IV Domenica Di Pasqua B – Gesù, Il Pastore Divino
Letture: At 4,8-12; 1 Gv 3,1-2; Gv 10,11-18
L’Antico Testamento ci presenta IHWH come il “Pastore di Israele” (Gen 48,15): “Il Signore è il mio pastore…, su pascoli erbosi mi fa riposare” (Sl 23); “Tu, pastore di Israele,.. guidi Giuseppe come un gregge” (Sl 80,2; cfr Is 40,11). Dio si serve di uomini (giudici, re, profeti) per pascere Israele: ma spesso questi sono indegni, mercenari, e lasciano perire il gregge loro affidato (Ger 23,1-3; Ez 34,1-10). Ma, alla fine dei tempi, IHWH stesso si prenderà cura del gregge (Ger 23,3), lo radunerà (Mi 4,6), lo ricondurrà (Ger 50,19), e infine lo custodirà (Ger 31,10; Ez 34,11-22). Per far ciò, dice IHWH: “Io susciterò per loro un pastore che pascerà le mie pecore, Davide mio servo. Egli le condurrà al pascolo, sarà il loro pastore” (Ez 34,23-24). Nasce l’attesa del pastore messianico, che “pascerà con la forza del Signore” (Mi 5,3): che però sarà colpito (Zac 13,7), trafitto (Zac 12,10), e la cui morte sarà salutare (Zac 13,1).

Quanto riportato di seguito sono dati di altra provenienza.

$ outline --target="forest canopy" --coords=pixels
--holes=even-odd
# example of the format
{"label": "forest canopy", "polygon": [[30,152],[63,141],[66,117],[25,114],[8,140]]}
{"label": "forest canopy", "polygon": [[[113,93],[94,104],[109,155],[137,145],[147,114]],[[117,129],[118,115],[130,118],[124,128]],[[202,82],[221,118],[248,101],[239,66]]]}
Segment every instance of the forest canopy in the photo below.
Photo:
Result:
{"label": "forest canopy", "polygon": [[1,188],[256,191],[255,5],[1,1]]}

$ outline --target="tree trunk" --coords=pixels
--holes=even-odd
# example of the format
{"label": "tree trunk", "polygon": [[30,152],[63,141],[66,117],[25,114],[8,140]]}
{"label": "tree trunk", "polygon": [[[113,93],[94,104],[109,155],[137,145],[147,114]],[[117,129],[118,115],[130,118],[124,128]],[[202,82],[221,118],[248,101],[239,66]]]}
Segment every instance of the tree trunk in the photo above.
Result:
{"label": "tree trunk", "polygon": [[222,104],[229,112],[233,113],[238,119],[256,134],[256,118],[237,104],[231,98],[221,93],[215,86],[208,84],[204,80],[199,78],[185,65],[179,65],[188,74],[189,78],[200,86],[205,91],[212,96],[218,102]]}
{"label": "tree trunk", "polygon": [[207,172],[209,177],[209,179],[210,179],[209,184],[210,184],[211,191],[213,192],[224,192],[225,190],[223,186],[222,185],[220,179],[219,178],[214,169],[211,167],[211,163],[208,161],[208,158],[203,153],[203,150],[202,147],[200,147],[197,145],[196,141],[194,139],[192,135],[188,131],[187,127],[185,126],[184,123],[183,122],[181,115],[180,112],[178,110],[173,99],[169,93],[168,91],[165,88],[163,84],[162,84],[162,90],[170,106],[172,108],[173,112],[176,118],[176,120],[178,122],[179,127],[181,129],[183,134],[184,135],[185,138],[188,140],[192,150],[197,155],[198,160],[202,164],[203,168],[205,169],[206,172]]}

Gesù, durante la Festa della Dedicazione (Gv 10,22), in cui si leggeva, tra gli altri brani, proprio il capitolo 34 di Ezechiele, che canta IHWH come Pastore unico di Israele e mette in guardia dai falsi pastori, si presenta proprio come il pastore “kalòs” (Gv 10,11), letteralmente “bello”, in senso ideale di perfezione, cioè come il Pastore “ideale”, “modello”, “perfetto”: egli è colui che ha pietà delle pecore senza pastore ed è l’inviato alle pecore perdute della casa di Israele (Mc 6,34; Mt 10,6; 15,24). Egli è il “grande pastore delle pecore” (Eb 13,20), “il pastore ed il guardiano del gregge” (1 Pt 2,25), l’agnello-pastore che conduce alle fonti della vita (Ap 7,17). Gesù applica a sè i caratteri del pastore messianico che dà la vita per le pecore (Gv 10,11.15.17.18: lo ripete cinque volte!). Anzi, si proclama Dio stesso (l'”Io sono” dei vv. 9 e 11 è il Nome stesso di Dio!): le pecore sono “sue” (v. 14), ascoltano la “sua” voce (v.16). Egli le “conosce” (v. 14: semitismo per “amare”), e le sue pecore lo “conoscono”. Egli è il Pastore non solo di Israele, ma di tutte le genti (v. 16), unica salvezza per tutti gli uomini (Prima lettura: At 4,12). I Giudei capiscono l’enorme portata teologica di questo discorso, e concludono che è completamente pazzo, “indemoniato” (Gv 10,20).
Quale tenerezza nella definizione di Gesù come pastore: c’è tutta la sua agàpe, la sua provvidenza, il suo pensare a ciascuno di noi, preoccupandosi di noi, conoscendo i nostri ritmi, preparando per noi acque e pascoli tranquilli, conducendoci pian piano anche nelle tenebre e nei pericoli, difendendoci, recuperandoci se smarriti, dando la vita per noi! Quale sicurezza, quale serenità, quale pace quale gioia deve nascere per noi dalla contemplazione di questo mistero! Non siamo più noi a dover gestire, programmare la nostra vita. Non siamo più noi a dover cercare la nostra strada. Non siamo più soli nel pericolo e nelle difficoltà. C’è Dio che pensa a noi, provvede a noi, ci aiuta. Si scioglie la nostra ansia, la nostra angoscia. E cantiamo con il Sl 131,2: ” Io sono tranquillo e sereno come un bimbo svezzato in braccio a sua madre!”.
Il Vangelo odierno è anche un monito ai pastori della Chiesa che, come Gesù, devono “amare-conoscere” le loro pecore e dare la vita per esse. Guai se sono solo “mercenari” (v,12)! Dirà Pietro: “Pascete il gregge di Dio che vi è affidato… non per forza, ma volentieri secondo Dio; non per vile interesse, ma di buon animo; non spadroneggiando sulle persone a voi affidate, ma facendovi modelli del gregge. E quando apparirà il Pastore supremo, riceverete la corona della gloria che non appassisce” (1 Pt 5,24).